Courage – a search for change, the shaping of a character trait or perhaps a virtue? This was the theme of this year’s student conference at the Goetheanum, where 650 students had the chance to engage with the topic in a variety of ways and thus take impulses with them in order to increasingly find this human quality within themselves and make it visible in the world. In the many encounters, but also in the attention of the participants during the contributions, an authentic search for it could be witnessed.

 

 

Often we associate courage with fear, anxiety or even the opposite, with overconfidence. Almost always, however, we talk about courage in the context of a certain situation, in connection with things that sometimes even “urge” us to deal with them. The world today needs change. We need “courage to…”, “courage about…”, “courage for…”. We can say that we awaken through the fact that we feel confronted with circumstances that we do not think are right. These situations become a gateway to the search for personal possibilities to transform them.

Of course, we can ask ourselves what is the source of courage. This question would give indications on how we can find this source and draw from it in situations where we need courage.

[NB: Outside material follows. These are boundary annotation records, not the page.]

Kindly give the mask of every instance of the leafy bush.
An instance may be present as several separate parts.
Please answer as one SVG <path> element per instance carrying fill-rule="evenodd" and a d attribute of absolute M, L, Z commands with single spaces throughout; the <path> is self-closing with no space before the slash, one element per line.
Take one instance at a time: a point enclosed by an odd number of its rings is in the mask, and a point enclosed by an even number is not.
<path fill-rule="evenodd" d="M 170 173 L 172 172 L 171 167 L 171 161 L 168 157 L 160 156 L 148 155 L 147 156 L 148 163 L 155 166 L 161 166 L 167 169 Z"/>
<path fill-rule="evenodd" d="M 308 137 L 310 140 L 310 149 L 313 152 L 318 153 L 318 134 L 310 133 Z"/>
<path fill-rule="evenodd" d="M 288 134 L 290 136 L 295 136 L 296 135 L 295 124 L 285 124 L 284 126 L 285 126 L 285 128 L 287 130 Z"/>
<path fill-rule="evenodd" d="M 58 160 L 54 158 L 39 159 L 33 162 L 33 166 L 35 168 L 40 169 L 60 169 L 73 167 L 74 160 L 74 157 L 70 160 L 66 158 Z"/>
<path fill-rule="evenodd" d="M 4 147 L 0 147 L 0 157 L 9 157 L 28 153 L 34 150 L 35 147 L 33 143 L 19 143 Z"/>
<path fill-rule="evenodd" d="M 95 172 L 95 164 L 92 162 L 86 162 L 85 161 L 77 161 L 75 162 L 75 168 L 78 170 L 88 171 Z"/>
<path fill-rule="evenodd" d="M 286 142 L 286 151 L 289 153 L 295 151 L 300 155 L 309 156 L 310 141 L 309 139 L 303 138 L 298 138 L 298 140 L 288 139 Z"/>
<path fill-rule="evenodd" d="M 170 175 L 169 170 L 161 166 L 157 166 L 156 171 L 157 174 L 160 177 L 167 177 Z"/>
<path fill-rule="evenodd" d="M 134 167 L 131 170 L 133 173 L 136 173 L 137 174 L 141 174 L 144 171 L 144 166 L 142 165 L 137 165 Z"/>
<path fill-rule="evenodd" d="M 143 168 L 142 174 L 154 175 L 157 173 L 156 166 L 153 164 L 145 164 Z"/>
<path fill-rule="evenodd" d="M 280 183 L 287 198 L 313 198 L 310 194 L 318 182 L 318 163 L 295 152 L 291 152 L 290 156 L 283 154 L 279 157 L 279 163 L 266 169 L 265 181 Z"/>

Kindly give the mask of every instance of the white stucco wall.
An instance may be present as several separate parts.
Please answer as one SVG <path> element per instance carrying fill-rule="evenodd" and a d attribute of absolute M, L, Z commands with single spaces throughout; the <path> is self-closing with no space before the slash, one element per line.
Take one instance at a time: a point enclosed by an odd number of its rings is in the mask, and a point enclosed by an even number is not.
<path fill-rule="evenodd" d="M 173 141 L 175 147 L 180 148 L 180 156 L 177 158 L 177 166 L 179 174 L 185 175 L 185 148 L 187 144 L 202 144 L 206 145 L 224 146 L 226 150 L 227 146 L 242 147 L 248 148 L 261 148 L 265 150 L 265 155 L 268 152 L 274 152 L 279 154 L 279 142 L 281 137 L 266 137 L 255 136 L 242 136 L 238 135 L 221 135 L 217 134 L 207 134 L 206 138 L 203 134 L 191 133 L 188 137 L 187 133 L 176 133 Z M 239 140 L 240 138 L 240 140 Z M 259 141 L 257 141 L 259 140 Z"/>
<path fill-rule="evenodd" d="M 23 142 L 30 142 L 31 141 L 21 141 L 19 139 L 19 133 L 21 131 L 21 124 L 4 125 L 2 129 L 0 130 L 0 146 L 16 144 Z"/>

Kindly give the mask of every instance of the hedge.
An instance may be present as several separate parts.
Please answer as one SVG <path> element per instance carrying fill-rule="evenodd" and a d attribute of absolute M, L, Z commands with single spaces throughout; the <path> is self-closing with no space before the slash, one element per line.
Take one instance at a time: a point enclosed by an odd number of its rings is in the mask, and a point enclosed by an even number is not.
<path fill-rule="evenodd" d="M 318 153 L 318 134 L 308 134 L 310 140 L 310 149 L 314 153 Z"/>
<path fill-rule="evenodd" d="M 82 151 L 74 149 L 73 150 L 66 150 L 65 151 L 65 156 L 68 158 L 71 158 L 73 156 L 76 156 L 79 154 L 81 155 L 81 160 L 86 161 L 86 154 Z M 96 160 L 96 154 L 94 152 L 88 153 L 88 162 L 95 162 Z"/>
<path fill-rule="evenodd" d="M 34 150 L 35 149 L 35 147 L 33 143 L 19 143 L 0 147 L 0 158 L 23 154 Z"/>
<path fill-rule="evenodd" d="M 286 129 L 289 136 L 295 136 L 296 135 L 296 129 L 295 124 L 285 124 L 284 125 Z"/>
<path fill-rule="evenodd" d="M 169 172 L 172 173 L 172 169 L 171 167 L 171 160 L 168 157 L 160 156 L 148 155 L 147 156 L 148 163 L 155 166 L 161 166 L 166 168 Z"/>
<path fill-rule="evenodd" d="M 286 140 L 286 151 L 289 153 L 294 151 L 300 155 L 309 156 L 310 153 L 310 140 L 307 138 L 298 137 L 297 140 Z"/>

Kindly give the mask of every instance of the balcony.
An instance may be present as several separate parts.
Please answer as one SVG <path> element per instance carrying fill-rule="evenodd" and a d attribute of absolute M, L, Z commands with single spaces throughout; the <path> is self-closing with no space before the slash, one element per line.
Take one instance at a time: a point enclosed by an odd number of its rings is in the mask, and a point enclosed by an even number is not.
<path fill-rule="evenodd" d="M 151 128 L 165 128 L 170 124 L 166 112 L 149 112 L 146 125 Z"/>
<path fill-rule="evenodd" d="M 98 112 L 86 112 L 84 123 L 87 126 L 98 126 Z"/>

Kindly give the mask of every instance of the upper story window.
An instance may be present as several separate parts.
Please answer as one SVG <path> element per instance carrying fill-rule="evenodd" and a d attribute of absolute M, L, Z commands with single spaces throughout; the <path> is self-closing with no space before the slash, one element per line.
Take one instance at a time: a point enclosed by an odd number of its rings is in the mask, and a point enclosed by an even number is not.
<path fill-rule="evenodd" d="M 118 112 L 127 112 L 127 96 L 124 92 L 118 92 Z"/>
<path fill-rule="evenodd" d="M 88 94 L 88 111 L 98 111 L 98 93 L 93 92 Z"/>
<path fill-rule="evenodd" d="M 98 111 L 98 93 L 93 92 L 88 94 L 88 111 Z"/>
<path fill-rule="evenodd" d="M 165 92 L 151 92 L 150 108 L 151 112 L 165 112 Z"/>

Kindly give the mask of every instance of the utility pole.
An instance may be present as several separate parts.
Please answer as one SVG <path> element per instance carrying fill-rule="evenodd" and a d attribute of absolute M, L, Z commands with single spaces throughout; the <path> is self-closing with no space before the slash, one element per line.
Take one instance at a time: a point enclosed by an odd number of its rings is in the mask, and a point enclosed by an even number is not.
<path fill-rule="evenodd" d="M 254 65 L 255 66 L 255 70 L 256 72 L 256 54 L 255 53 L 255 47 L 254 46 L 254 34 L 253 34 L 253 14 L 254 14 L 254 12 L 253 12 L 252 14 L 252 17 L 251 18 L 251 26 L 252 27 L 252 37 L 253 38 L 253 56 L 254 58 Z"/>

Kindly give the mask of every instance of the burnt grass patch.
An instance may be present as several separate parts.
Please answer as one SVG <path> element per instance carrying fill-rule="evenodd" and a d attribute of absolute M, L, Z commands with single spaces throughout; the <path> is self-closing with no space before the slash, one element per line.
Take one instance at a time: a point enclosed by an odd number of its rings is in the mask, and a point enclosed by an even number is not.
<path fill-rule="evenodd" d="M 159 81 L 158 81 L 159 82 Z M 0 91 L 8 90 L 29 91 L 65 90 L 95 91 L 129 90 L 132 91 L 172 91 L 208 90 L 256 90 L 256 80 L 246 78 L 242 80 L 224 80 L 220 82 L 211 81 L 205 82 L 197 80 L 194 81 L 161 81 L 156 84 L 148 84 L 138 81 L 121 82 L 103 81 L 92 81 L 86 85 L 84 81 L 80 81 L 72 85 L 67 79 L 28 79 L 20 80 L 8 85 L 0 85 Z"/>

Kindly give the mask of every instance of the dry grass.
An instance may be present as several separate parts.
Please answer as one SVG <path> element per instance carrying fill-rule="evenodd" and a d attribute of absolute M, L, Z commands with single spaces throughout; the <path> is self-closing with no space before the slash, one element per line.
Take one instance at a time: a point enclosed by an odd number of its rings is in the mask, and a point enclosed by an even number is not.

As young people today, we certainly feel confronted every day with situations – in our personal environment but also on the social level – with which we cannot identify ourselves, which we cannot represent but also which we want to change.

Through the questions, statements and attitudes of the participants at the student conference it was possible to sense their vivid experience of this reality directly. Powerlessness or fear can thus be direct reactions, in the best case together with the intuition that a force is present in us which can bring about something in the direction of change. This leads directly to the question of courage. But what is it that tells us that the situation we are looking at is not right? That something should be fundamentally changed?

Perhaps this is a natural search for the good that lies within each of us. We want the world to be good, we want everything to take place in the sense of man and nature, to re-establish a harmonious state of it. We access something that is in our hearts – the human search for the good. Thus courage becomes a virtue, says Aristotle, “no more and no less than that”. We become courageous when we have the good in sight, when we want the good to be more and more present in the world. And then we act “courageously” because it is part of it, because awakening to the challenges requires us to act in the sense of the good.

In this sense, we can say that courage is a path, a path to the realisation of the good, and every challenge we are faced with is a possibility, a gate, to be able to walk this path, in the practice of courage. In order to be able to walk this path, we still need an important companion, a quality without which fear, recklessness or powerlessness can enter – that is hope. We need to hope that it will be good, that the courageous actions will be efficient everywhere in the world and contribute to the transformation. So in Schiller’s sense: “Who dares nothing, he must hope nothing”.